Rapid Instructional Design: Insights from Chapter 5

In Chapter 5, Doing it Right: Development of Rapid Instructional Design, author George Piskurich offers a how-to guide for developing a training session or learning experience. Development is an exciting stage because you can see your learning experience as a whole by the end. It is complete, but that job isn’t done yet. It will need to be implemented and evaluated, then eventually, improved.

But before anyone can learn from or evaluate your lesson, the work of development lies ahead. Piskurich recommends that you step back and look at your whole training plan to determine what will be necessary for trainer and trainee success. There are many types of training, such as classroom, on-the-job, self-instruction, and more. When you have determined your training needs, you must decide how to produce it. This will largely depend on the training type and delivery method.

One big difference between my current role as a classroom teacher and my future career as an instructional designer, or training coordinator, is that in the classroom, I develop lessons, and then I teach them. In corporate training, I will often create learning experiences that someone else must deliver. Because we will likely not be there when our pieces of training occur, trainers must have all the tools they need to train successfully.

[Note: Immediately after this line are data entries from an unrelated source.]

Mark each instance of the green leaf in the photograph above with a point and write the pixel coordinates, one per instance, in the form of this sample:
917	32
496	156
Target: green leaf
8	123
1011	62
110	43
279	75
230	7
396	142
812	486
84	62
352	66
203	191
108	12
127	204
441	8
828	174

To best prepare your trainer, a facilitator guide should be designed. This guide should mirror the training in scope and sequence. It should include objectives, guiding questions, objectives, assessments, and possible areas where you foresee confusion. If you are not going to deliver the training, you should include as many helpful details as possible without overwhelming the trainer. Finally, the facilitator guide is also a piece of instructional design, and therefore the principles of design should be followed to help trainers interpret your guide.

A good training session includes opportunities for trainees to interact and engage. I appreciate the long list of possible training activities that would work in several different training sessions. A few of these stood out to me as being highly effective. For instance, Piskurich mentions an activity he calls “Critical Incident,” in which trainees are given an incomplete problem and must analyze the case and ask the right questions to find a solution.

I am currently working on an instructional design project. I have several activities planned for this learning experience, each with its own media type. Including examples of this media in the training guide can be helpful. In my project, I am using a form of slides, Nearpod, which will share information regarding my objectives and assess their grasp of the information before the lesson moves forward. I also include many images, both historical drawings, and modern computer models, to drive home the evolution of the atomic model. The instructor I am working with has indicated that the most significant learning gap is that students struggle to grasp why the model changes over time.